There are a lot of reasons one might think of the famous adaptation of Treasure Island made five years earlier--both are told mostly from the point of view of a little boy trying to figure out who to trust among a bunch of roguish characters, even as he's drawn to one sinister but charismatic father figure. Moonfleet is adapted from a Victorian novel that was itself likely influenced by the book Treasure Island.

But instead of pirates, the film deals with smugglers in mid-18th century Dorset. Little John Mohune (Jon Whiteley) has unexpectedly come to stay with his mother's former lover, Jeremy Fox (Stewart Granger). Jeremy is doing well for himself living in a crumbling manor house and living a life of nightly debauchery so he doesn't want some kid around cramping his style. John walks in when a gypsy woman (Liliane Montevecchi) is giving an impressively mad, wonderful table dance for Jeremy's drunken guests.

Among these guests is George Sanders as Lord Ashwood in a somewhat disappointingly small role.

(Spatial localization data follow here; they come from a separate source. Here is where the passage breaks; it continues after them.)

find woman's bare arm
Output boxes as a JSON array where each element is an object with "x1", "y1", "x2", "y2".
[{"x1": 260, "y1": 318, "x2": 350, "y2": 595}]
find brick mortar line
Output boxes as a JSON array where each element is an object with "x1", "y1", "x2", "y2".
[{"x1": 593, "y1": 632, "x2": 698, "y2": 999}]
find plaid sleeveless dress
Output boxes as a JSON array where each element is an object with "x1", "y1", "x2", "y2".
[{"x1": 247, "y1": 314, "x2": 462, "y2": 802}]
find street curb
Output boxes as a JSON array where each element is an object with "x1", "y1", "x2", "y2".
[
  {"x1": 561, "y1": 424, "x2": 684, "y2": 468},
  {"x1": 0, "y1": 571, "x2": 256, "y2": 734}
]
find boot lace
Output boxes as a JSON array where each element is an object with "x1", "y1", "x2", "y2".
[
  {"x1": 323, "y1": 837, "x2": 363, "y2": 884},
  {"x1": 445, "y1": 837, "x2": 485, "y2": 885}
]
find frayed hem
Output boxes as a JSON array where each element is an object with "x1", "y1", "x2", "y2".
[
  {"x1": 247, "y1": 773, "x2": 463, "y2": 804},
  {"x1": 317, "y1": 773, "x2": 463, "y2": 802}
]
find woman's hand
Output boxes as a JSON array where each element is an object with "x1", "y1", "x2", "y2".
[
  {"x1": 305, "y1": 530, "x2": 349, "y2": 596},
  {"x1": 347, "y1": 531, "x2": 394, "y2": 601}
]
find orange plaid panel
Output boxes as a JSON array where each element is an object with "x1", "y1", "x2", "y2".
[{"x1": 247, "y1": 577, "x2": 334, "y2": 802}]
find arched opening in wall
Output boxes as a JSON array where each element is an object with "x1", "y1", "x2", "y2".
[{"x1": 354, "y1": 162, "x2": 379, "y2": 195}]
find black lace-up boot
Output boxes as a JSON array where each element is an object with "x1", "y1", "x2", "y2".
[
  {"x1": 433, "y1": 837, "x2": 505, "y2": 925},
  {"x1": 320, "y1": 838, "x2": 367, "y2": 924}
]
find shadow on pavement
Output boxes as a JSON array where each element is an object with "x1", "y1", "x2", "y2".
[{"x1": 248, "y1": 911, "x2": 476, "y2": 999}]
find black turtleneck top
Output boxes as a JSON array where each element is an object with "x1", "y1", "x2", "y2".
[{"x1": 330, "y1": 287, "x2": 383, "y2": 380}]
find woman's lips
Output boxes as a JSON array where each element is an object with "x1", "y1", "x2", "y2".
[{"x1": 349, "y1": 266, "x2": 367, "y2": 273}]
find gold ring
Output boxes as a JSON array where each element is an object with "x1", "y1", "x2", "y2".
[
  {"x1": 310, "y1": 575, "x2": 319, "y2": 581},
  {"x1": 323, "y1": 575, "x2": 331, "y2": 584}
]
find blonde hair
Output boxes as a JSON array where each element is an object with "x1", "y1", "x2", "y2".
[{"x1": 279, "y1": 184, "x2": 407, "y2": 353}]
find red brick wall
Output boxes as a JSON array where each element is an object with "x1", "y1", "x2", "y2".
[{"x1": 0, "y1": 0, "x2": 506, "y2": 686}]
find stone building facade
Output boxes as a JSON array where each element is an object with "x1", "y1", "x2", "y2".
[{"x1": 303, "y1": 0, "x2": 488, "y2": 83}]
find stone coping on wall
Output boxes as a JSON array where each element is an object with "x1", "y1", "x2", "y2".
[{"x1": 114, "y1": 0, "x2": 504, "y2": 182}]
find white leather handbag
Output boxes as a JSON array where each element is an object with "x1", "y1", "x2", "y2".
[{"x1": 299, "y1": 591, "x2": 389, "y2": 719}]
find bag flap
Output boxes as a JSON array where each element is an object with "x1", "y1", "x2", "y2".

Lady Ashwood (Joan Greenwood) has much more valuable screen time later as she vigorously attempts to seduce Jeremy.

This film is under an hour and a half and mostly focuses on John and his hunt for his ancestor's treasure but somehow Jeremy manages to have three memorable lovers in that brief runtime--living with him his Mrs. Minton (Viveca Lindfors).

The fantastic sets are reminiscent of the opening scenes of Treasure Island but Fritz Lang brings a great deal of his own legendary visual instincts to the table. Moonfleet has one of the greatest graveyard sets I've ever seen.

And Lang has a keen sense of how to direct action--the first shot of a peculiar stone angel is as likely to startle the viewer as it does John. And it's not even moving.

The greatest action sequence in the film, though, involves a duel between Jeremy and one of his men in an tavern. The gentleman Jeremy tosses his opponent a rapier but the man throws it away in favour of a massive halberd from the fireplace which he immediately begins swinging around.

If not for the little kid, this movie would be a thorough pleasure. The treasure hunt scenes have a wonderful Indiana Jones feel to them and the dialogue is often delightful.